Rusya'nın Ukrayna'ya karşı savaşı, dünyayı uzun ve zorlu bir doğum sürecine soktu ve ne dondurulmuş bir çatışmayla sonuçlanacak kapsamlı bir Rus zaferi bekleyenler ne de bugün Putin için yakın bir son bekleyenler olsun, iyimser senaryolara yer bırakmadı.

Bu gerçeğin korkunç maliyetlerinin büyük bir kısmı, acılığına rağmen en makul seçenek olmaya devam eden Kremlin ile bir uzlaşma kabul edilerek önlenebilirdi.

Böyle bir görüşü bugün Putin'in destekçileri değil, Henry Kissinger'in sağı ile Noam Chomsky'nin soluna dağılmış Amerikan seçkinler dillendiriyorlar.
 


Savaşın başlangıcında New York Times gazetesi, NATO'nun Rusya sınırlarındaki Doğu Avrupa ülkelerini dahil edecek şekilde genişleme kararı nedeniyle "NATO" ve ABD'nin de sorumluluk yüklendiğini yayımlamıştı.
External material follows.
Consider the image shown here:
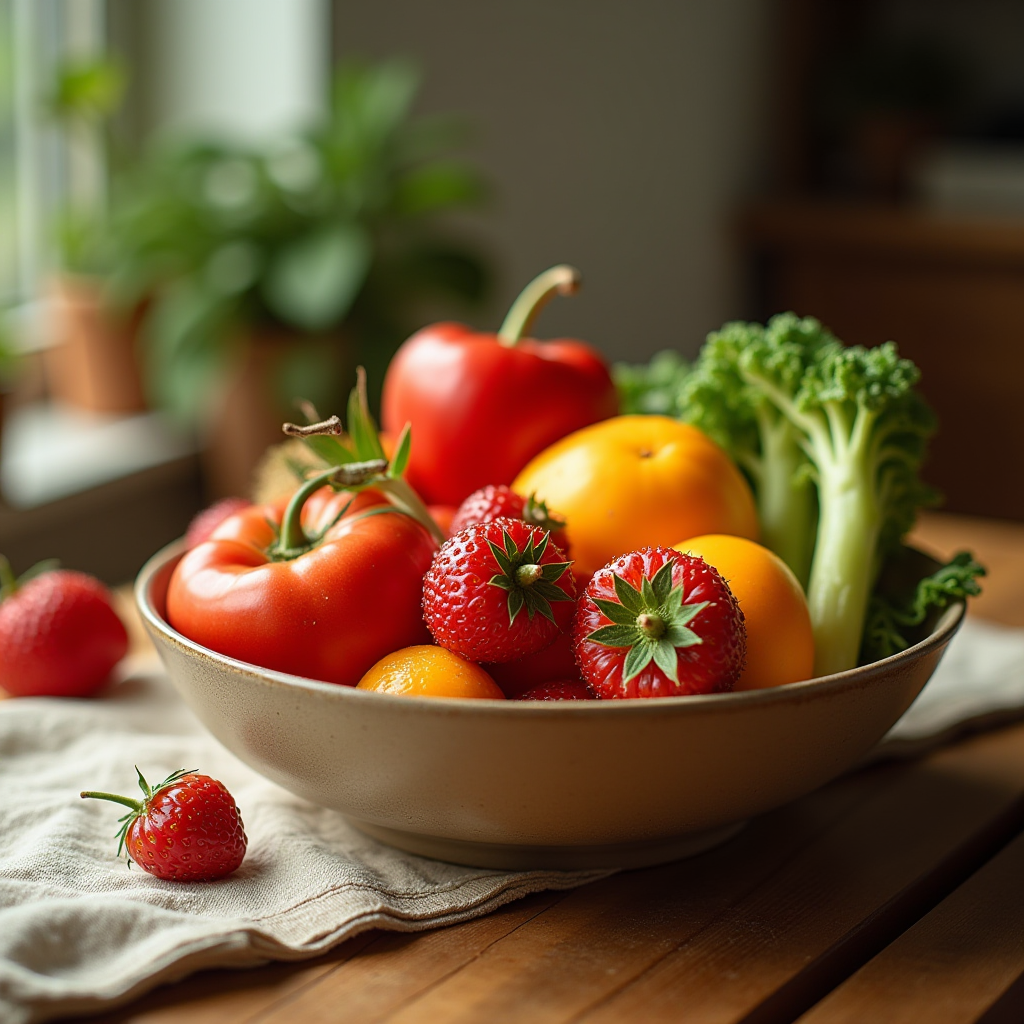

Gazete, ABD'nin Sovyetler Birliği'ne yönelik başarılı çevreleme politikasının mimarı ve Rusya konusunda en önde gelen Amerikalı uzman olan politikacı George Kennan'ın genişleme hakkındaki görüşünü de aktarmıştı.

Kennan diyor ki:

Bence bu yeni bir soğuk savaşın başlangıcı. Rusların yavaş yavaş aksi yönde hareket edeceğini ve bunun politikalarını etkileyeceğini düşünüyorum. Bence bu trajik bir hataydı. Bunun için hiçbir sebep yoktu. Kimse kimseyi tehdit etmiyordu. Bu genişleme, bu ülkenin kurucu babalarını mezarlarında ters dönmeye itecek.


Bu babalar adına Putin, Ukrayna'daki savaş aracılığıyla tarih ve coğrafyayı yeniden yazıyor.

İroni şu ki, Rusya ile uzlaşma seçeneğine öncülük edebilecek Washington, savaşın körüklenmesine katkıda bulunup uluslararası barışı bugün maruz kaldığı her şey ile karşı karşıya bırakırken, aynı Washington, 2015'teki anlaşma, Ortadoğu'daki çatışmaları ve gerilimleri körüklese de İran ile uzlaşma seçeneğine başvuruyor.

Putin ile uzlaşmak, İran ile uzlaşmaktan daha faydalı değil miydi?

 

 

*Bu makalede yer alan fikirler yazara aittir ve Independent Türkçe'nin editöryal politikasını yansıtmayabilir.